Une autre retenue de 0,32 franc était effectuée pour le ménage, ce qui réduisait l'argent de poche à 0,125 franc (0,15 pour les détenteurs d'un boni). Dans les milieux parlementaires on estimait excessive cette solde réelle qui, payée tous les cinq jours, atteignait la somme effarante de 0,60 à 0,75 fr. Il est vrai qu'à la même époque le Français touchait 0,07 franc de denier de poche. le Hollandais et le Prussien o0,10.
Dans les cadres subalternes, l'adjudant percevait (toujours avant toute réduction) 2,71 francs ; le tambour-major, personnage important et spectaculaire 1,97 ; le maitre-armurier 1,99 ; les maîtres-tailleurs ou cordonniers 1,92 ; le sergent-major, cheville ouvrière de la compagnie 2 francs ; le sergent 1,675 : le caporal 0,925, le tambour ou cornet 0,81 : l'enfant de troupe 0.5525.
L'armée appliquait consciencieusement l'un des adages de Napoléon : « La pauvreté, les privations et la misère sont l'école du bon soldat. » Et pourtant, beaucoup de contemporains jugeaient relativement élevé ce standing. Il serait erroné d'en parler d'après idées actuelles, profondément transformées par l'évolution sociale. Il faut au contraire retrouver le climat de l’époque et se rendre compte de la misère réelle et sans issue d'une partie de la population. La toile de fond en est l'existence de bureaux de bienfaisance dans chaque commune et de cinq dépôts de mendicité abritant 4.260 individus sans ressources, En 1848 des communes flamandes connaissent un dénuement profond, aggravé par une épidémie de typhus ; en Flandre la mortalité dépasse alors de 5 à 6 fois les naissances. Une souscription nationale est ouverte, phénomène rare à cette époque (page 86) des régiments renoncent à une journée de solde, soit une dizaine de jours de deniers de poche. Cet exemple entre d'autres montre que tout est affaire de relativité. La stabilité de la vie militaire, assurément modeste, pouvait encore, malgré tout, susciter l'envie.
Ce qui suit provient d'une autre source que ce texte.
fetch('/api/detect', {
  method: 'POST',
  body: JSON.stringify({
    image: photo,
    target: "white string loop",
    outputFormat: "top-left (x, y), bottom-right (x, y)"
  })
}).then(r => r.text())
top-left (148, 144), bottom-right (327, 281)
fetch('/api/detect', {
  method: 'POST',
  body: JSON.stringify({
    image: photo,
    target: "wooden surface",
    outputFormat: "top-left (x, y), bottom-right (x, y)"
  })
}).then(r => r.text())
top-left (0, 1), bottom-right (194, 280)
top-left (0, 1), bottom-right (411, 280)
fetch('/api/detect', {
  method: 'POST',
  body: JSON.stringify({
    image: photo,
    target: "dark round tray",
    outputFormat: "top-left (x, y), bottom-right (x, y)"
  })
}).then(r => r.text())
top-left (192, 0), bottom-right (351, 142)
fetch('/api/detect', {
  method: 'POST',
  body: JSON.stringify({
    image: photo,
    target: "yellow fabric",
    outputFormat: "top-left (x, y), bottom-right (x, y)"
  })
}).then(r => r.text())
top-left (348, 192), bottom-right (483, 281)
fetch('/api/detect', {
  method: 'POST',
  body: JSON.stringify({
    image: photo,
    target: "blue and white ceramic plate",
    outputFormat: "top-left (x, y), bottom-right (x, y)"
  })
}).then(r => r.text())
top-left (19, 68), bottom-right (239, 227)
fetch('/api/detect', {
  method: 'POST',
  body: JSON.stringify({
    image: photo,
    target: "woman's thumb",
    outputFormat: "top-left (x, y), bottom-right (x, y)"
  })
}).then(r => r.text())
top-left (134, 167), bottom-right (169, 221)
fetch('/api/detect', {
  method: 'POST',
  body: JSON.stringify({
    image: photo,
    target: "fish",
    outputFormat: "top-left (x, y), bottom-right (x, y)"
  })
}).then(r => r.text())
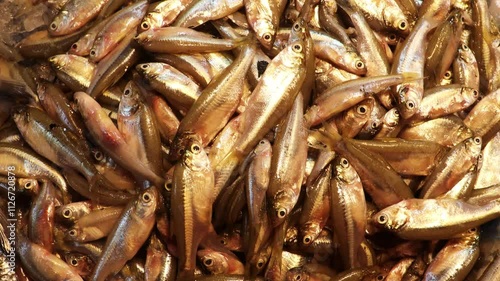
top-left (171, 138), bottom-right (215, 280)
top-left (374, 198), bottom-right (500, 240)
top-left (49, 0), bottom-right (112, 36)
top-left (89, 186), bottom-right (158, 281)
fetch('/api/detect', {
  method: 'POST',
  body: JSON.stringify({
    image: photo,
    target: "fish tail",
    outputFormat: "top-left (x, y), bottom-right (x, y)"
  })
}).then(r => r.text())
top-left (401, 72), bottom-right (425, 83)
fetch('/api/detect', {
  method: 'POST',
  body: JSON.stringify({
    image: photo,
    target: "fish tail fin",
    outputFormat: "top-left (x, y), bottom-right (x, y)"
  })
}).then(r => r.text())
top-left (401, 72), bottom-right (424, 83)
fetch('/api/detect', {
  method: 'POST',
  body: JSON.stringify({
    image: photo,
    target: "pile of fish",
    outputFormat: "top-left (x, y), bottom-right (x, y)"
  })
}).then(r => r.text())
top-left (0, 0), bottom-right (499, 280)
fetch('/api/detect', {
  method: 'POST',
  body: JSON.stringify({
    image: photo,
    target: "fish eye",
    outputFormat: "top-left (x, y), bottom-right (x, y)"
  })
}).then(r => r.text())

La nourriture avait été améliorée en 1845. Deux repas : le matin 10 heures (à 9 dans les armes montées), une soupe à base de 250 gr. de bœuf et 75 gr. de pain, parfois du riz ; à 16 heures, riz, orge mondé, gruau d'avoine, semoule, ou 1 kilo de pommes de terre en « ratatouille. » Le pain fait de pure farine de froment constituait le facteur essentiel du régime. Les légumes frais intervenaient raison de 1 centime par jour. Pas de petit déjeuner : les cantinières y suppléaient. Le régime officiel proscrivait les boissons chaudes ; l'eau ne pouvait être absorbée qu'en quantité « modérée » ; on déconseillait l'eau vinaigrée qui débilite promptement mais par contre on estimait avantageux l'usage modéré du genièvre. Cette diététique était assez particulière. Dans un local modeste, mais généralement fort propre, muni de tables, de bancs ou de chaises en bois blanc, la femme de compagnie ou de batterie servait le pain de munition, du café, des œufs, de la viande, du genièvre (ce dernier interdit après 1847) moyennant une somme infime.
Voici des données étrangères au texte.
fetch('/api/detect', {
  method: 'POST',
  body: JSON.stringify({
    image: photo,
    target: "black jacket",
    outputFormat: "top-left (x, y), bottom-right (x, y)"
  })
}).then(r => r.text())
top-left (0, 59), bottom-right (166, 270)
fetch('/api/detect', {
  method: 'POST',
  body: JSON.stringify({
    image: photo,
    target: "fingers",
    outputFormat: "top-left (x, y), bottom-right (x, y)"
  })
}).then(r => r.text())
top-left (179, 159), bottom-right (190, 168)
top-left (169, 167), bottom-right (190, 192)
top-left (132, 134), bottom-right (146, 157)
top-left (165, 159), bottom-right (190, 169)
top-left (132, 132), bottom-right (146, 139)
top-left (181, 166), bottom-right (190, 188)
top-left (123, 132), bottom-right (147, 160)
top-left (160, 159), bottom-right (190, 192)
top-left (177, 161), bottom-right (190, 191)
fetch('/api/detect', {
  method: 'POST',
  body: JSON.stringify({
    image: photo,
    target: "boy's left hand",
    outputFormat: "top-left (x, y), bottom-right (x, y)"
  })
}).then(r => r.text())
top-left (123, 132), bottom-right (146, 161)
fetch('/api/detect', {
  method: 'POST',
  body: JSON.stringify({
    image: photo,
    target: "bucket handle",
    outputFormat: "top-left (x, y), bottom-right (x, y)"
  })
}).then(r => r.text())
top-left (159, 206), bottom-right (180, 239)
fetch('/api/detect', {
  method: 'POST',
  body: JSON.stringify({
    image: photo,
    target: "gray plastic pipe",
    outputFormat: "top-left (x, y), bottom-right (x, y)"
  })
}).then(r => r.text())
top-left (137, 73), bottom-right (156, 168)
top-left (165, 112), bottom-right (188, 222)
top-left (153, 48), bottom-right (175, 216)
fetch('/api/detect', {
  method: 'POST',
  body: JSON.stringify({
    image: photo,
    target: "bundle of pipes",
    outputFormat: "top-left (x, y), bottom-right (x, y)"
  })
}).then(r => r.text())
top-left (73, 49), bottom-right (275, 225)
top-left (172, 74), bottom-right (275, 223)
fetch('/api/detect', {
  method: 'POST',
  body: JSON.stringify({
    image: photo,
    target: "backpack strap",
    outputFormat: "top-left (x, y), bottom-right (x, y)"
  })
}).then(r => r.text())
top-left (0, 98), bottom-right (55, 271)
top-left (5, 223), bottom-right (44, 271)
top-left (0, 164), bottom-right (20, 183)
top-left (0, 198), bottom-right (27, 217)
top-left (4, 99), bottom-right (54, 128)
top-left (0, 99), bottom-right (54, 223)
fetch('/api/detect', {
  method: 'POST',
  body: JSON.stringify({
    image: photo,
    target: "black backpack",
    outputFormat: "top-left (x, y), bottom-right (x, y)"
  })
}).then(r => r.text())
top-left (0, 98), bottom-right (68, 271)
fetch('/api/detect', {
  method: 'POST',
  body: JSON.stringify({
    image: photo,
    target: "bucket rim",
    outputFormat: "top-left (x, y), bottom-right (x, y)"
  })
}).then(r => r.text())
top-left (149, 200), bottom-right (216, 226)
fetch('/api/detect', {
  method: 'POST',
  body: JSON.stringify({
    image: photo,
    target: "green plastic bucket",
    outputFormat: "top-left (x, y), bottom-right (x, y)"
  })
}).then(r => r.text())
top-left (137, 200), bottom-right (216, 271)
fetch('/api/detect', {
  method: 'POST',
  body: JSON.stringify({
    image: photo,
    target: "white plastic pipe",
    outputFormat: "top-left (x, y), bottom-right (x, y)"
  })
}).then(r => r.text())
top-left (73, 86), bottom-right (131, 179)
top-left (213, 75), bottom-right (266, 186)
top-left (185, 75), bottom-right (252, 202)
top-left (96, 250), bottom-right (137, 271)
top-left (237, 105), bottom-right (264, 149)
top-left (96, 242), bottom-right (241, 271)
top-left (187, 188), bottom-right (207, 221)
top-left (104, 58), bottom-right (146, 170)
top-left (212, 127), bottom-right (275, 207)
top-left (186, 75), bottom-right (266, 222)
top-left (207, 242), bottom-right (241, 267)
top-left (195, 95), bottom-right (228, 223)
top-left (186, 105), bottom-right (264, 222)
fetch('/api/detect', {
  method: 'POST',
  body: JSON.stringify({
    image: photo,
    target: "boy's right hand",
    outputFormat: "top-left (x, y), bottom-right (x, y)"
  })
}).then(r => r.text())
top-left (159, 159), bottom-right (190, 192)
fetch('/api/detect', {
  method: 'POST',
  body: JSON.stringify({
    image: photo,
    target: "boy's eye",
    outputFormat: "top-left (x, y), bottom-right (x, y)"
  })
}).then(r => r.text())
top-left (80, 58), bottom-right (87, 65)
Au début la préparation des repas officiels incomba à chaque soldat à tour de rôle ; la cuisine devait être simple et considérée comme une corvée ordinaire. Ensuite le ménage s'organisa par compagnie, batterie ou escadron, voire par groupe de compagnies avec un SEUL cuisinier, non spécialisé, remplissant l'emploi pendant 5 ou 10 jours, parfois un mois ; on le nourrissait gratuitement. Ses fonctions ingrates méritaient largement cette compensation. Vêtu de toile (avec un bonnet de nuit), il arrivait à son fourneau dès minuit à la cavalerie, 2 heures ailleurs ; il allumait le feu, faisait chauffer l'eau, épluchait les légumes, nettoyait les ustensiles, les chaudières, les gamelles, les serviettes, sous le contrôle d'un caporal planton. Les officiers de semaine procédaient aux réceptions des vivres, en surveillaient l'emploi et la distribution, goûtaient au repas et, naturellement, le trouvaient bon à l’usage, puisque une Instruction ministérielle de 1845 précisait que « la multiplicité et la diversité des aliments n'excluent pas la frugalité. » Il fallait bannir les mets de luxe, comme les compotes par exemple.
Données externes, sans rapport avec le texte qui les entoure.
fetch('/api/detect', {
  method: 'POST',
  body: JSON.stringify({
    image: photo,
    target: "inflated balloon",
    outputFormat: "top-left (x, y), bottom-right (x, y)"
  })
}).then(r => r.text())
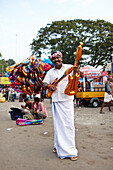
top-left (30, 73), bottom-right (34, 80)
top-left (28, 62), bottom-right (33, 71)
top-left (22, 66), bottom-right (29, 76)
top-left (14, 68), bottom-right (18, 76)
top-left (15, 80), bottom-right (21, 85)
top-left (6, 55), bottom-right (54, 95)
top-left (27, 86), bottom-right (33, 94)
top-left (9, 75), bottom-right (14, 80)
top-left (6, 63), bottom-right (18, 72)
top-left (29, 79), bottom-right (35, 87)
top-left (17, 76), bottom-right (24, 83)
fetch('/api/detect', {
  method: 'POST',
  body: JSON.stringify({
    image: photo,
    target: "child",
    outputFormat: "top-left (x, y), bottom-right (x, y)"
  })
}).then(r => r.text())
top-left (33, 97), bottom-right (48, 119)
top-left (21, 97), bottom-right (34, 119)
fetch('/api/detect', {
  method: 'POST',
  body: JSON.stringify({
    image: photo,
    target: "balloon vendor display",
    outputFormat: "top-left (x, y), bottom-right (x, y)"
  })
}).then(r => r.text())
top-left (6, 56), bottom-right (53, 95)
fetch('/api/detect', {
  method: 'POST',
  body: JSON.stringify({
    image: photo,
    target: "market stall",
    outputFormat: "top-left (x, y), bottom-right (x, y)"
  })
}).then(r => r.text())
top-left (80, 65), bottom-right (108, 92)
top-left (75, 65), bottom-right (108, 107)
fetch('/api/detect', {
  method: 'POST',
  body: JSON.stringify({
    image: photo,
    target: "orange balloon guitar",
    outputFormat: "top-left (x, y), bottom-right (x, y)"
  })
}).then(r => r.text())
top-left (64, 42), bottom-right (83, 95)
top-left (46, 42), bottom-right (83, 98)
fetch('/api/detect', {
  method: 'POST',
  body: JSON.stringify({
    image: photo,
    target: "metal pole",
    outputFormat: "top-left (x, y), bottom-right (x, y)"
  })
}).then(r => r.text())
top-left (16, 34), bottom-right (18, 61)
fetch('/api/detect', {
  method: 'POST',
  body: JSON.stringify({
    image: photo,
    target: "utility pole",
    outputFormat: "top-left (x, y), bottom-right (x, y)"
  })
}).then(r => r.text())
top-left (16, 34), bottom-right (18, 61)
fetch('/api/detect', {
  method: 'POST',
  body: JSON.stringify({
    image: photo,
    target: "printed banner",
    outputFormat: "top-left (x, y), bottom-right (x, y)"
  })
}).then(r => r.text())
top-left (0, 77), bottom-right (11, 84)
(page 87) Tout spartiate qu'il fût, monotone, inlassablement répété chaque jour (sauf le Vendredi Saint ; soupe aux pommes de terre et riz), on reconnaissait à ce menu une amélioration très sensible par rapport à 1831.
Quant aux officiers, longtemps abandonnés à eux-mêmes pour leurs repas, ils se virent obligés à participer à une ou plusieurs tables officielles dans des hôtels de la garnison. A Anvers, par exemple, majors et capitaines eurent la leur à l'Hôtel du Cygne ; deux ans plus tard, en 1841, lieutenants et sous-lieutenants furent répartis entre Le Bien-Être de la Patrie (enseigne prometteuse) et l'Hôtel du Miroir. Fixé tout d'abord à 13 h. 30, le dîner, obligatoire, se tint à 16 heures partir de 1844.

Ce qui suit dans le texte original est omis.